Recently, there’s been quite a buzz around intelligent automation somehow leading to the image of some dystopian world in which humans are slowly being forced out and replaced by technology. With the increasingly widespread adoption of everything from smart devices and drones to self-service kiosks and even cars that can drive themselves, many people are becoming equally uncomfortable with the idea of artificial intelligence – particularly as it relates to the workplace.
The fact is, automation isn’t going away. In fact, we’re seeing this technology that in its infancy was only capable of handling simple, repetitive tasks now infiltrating even high-level jobs that would once have been considered off-limits. For instance, rather than making an appointment with your financial advisor, you can now rely instead on software algorithms for investment guidance at a fraction of the cost. And with Gartner predicting that 1/3 of all jobs will be replaced by automation and smart machines by the year 2025, it’s only going to get more complicated.

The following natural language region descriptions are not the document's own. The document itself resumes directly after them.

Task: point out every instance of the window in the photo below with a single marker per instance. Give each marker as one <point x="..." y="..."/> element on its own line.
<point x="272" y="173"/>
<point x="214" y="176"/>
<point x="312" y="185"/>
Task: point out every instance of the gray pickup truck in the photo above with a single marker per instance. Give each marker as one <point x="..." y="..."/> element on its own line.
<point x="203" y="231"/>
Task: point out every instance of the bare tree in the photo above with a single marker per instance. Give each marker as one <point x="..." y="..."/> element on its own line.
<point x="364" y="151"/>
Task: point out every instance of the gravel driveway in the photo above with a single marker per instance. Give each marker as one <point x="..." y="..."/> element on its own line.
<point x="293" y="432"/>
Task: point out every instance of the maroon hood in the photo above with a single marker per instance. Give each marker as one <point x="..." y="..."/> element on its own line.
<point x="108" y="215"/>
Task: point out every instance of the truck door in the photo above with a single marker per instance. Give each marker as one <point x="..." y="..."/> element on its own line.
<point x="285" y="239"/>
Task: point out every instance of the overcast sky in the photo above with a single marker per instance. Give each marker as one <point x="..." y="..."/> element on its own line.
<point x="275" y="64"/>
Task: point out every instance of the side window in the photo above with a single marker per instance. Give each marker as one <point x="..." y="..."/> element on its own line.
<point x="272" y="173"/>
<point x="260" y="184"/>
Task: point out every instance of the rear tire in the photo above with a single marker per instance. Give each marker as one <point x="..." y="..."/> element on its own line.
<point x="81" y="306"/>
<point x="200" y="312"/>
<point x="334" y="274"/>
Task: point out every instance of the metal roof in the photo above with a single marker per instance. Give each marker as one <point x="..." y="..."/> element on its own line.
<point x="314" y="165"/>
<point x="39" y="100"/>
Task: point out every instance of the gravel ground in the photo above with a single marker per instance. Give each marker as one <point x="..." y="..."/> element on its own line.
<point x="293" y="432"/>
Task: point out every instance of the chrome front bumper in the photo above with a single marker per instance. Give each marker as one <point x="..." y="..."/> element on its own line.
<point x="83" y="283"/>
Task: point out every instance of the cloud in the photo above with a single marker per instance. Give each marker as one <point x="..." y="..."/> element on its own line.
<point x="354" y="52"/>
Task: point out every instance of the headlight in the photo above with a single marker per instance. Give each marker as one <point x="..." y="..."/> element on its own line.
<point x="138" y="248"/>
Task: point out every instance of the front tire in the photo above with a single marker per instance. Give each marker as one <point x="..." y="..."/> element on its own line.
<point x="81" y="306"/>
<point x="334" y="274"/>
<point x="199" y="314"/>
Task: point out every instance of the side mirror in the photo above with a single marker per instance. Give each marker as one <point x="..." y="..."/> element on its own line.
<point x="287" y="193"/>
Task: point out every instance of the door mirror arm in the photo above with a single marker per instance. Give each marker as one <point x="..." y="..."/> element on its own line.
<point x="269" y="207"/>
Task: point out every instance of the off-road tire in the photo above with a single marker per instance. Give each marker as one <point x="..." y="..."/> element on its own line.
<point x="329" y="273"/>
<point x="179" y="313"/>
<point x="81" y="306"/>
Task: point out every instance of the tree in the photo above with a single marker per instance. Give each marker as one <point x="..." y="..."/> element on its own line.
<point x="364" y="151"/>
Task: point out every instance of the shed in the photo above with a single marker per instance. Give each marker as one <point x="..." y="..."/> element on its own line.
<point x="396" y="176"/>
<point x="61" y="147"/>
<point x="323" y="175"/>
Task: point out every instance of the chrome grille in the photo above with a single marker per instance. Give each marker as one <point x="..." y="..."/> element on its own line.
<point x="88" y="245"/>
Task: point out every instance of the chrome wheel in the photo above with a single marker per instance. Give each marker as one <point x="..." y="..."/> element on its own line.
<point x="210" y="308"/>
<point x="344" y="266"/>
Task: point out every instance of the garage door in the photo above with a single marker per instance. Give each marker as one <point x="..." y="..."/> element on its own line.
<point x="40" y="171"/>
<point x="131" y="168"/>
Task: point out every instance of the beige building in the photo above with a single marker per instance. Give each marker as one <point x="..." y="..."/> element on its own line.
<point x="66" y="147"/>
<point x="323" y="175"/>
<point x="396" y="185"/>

So, then, it only stands to reason that people in every industry and at every level should not only be aware of what intelligent automation is, but how and when it will ultimately affect them in the end. In simplest of terms, this technology involves the automation of business processes that were once performed by humans. It can be applied to basic, rules-based activities, such as data entry or assembly work. Or, as mentioned in the above example, it can also be used to automate and streamline even high-level, complex tasks and workflows.
What does this mean to the human workforce? Will people have no choice but to sit back, wait and watch as robots take over their jobs and render them obsolete? Considering Gartner’s prediction, it’s obvious that some jobs will, indeed, be eliminated. How many? Well, there are plenty of estimations, but according to a recent Forrester report, we may be looking at the elimination of 9% of jobs in the US alone.
But that doesn’t mean that humans will cease to exist in the future workplace. To the contrary, many experts predict that the workplace of tomorrow will involve the peaceful coexistence of machine and personnel. In fact, Deloitte predicts that the adoption of intelligent automation will actually create some 3.5 million new jobs.
Finally, it’s important to remember that while most of us accept and even embrace automated technology in our day to day lives (think ATM machines, IVRs and other self-service options), there will always be a place for the human touch, especially in the area of customer experience. Intelligent automation can eliminate the day-to-day drudgery and free up front-line personnel to become better critical problem solvers and relationship builders. In reality, customer service will likely never be completely outsourced to robots. It can, should and will, however, be influenced, supported and enhanced by automation technology.